To understand the future of the medical workforce, it is important to look at current data on the medical workforce from training to retirement.

Foundation to internal medicine training

For the foundation programme exit survey there was an 87% response rate among foundation year 2 doctors (F2s) who finished in August 2018.[1] Reasons for not entering a training post included: entering a service appointment (18%) and taking a career break (14%).[2]

There was a 77.5% round 1 fill rate for the 1,333 internal medicine training posts offered in August 2019.[3] This was worse than for every other specialty, except paediatrics.

Internal medicine training to physicianly higher specialty training

A total of 1,530 doctors started core medical training and acute medicine (acute care common stem) training in 2017.[4]

Of those doctors, 1,030 started physicianly higher specialty training in 2019.[4]

Physicianly higher specialty training doctor to substantive (long-term) consultant post

In the RCP census of doctors who achieved their certificate of completion of training (CCT) in 2017, 78% of those that had worked less than full time (LTFT) at some point got a substantive post, while 69% of those who worked full time throughout got a substantive post.[5]

In the 2018 consultant census 43% of advertised consultant posts with an Advisory Appointments Committee (AAC) went unfilled due to a lack of suitable applicants.

Consultant physicians to retirement

The RCP 2018–19 census states that there are 16,406 consultant physicians in the UK in 2018–19,7 and it is expected that 25% of the current consultant workforce will reach 65 years of age in the next 10 years (43% will reach 60).[6]

There are approximately 40,000 doctors under the age of 65 registered with the General Medical Council (GMC), who have not applied for a licence to practise.[7]


  1. General Medical Council.
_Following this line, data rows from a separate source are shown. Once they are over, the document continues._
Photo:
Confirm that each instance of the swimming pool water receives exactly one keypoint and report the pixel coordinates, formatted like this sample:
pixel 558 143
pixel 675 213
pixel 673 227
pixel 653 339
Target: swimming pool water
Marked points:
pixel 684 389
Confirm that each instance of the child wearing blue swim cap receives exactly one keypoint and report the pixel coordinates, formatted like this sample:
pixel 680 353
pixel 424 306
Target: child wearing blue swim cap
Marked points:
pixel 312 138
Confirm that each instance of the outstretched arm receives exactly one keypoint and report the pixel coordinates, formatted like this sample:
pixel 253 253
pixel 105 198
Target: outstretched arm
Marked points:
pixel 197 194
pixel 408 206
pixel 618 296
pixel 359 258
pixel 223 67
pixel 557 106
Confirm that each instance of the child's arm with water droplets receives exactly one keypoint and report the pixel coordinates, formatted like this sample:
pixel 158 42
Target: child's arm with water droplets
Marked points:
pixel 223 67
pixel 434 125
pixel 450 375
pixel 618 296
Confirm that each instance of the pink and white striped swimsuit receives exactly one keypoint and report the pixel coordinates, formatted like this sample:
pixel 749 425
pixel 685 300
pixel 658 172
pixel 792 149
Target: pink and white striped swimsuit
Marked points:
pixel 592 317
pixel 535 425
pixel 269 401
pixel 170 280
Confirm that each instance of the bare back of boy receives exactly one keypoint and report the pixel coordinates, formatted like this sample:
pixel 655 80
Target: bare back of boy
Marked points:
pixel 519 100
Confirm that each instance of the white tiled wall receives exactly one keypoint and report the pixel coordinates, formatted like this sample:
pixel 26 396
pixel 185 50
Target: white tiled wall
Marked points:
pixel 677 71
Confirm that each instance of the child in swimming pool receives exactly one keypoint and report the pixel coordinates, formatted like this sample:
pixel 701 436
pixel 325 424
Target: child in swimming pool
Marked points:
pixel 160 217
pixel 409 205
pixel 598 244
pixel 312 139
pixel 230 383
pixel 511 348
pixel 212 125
Training pathways: analysis of the transition from the foundation programme to the next stage of training. London: GMC, 2017. https://www.gmc-uk.org/education/reports-and-reviews/training-pathways (Accessed 19 December 2019).
  2. Foundation Programme. F2 Career Destinations Report 2018. Available at: https://foundationprogramme.nhs.uk/resources/reports/
  3. Health Education England. Specialty recruitment: round 1 – acceptance and fill rate. HEE: London, 2019. www.hee.nhs.uk/printpdf/our-work/medical-recruitment/specialty-recruitment-round-1-acceptance-fill-rate 
  4. Royal College of Physicians. PSRO co-ordinated recruitment. State of recruitment report. Version 0.7. 04/07/19
  5. Royal College of Physicians. Medical CCT class of 2017. 2018 survey results. London: RCP, 2018. www.rcplondon.ac.uk/projects/outputs/2018-survey-medical-certificate-completion-training-cct-holders-career-progression (Accessed 20 December 2019).
  6. Royal College of Physicians. Focus on physicians. Census of consultant physicians and higher specialty trainees 2018. London: RCP, 2019. www.rcplondon.ac.uk/projects/outputs/focus-physicians-2018-19-census-uk-consultants-and-higher-specialty-trainees (Accessed 19 December 2019).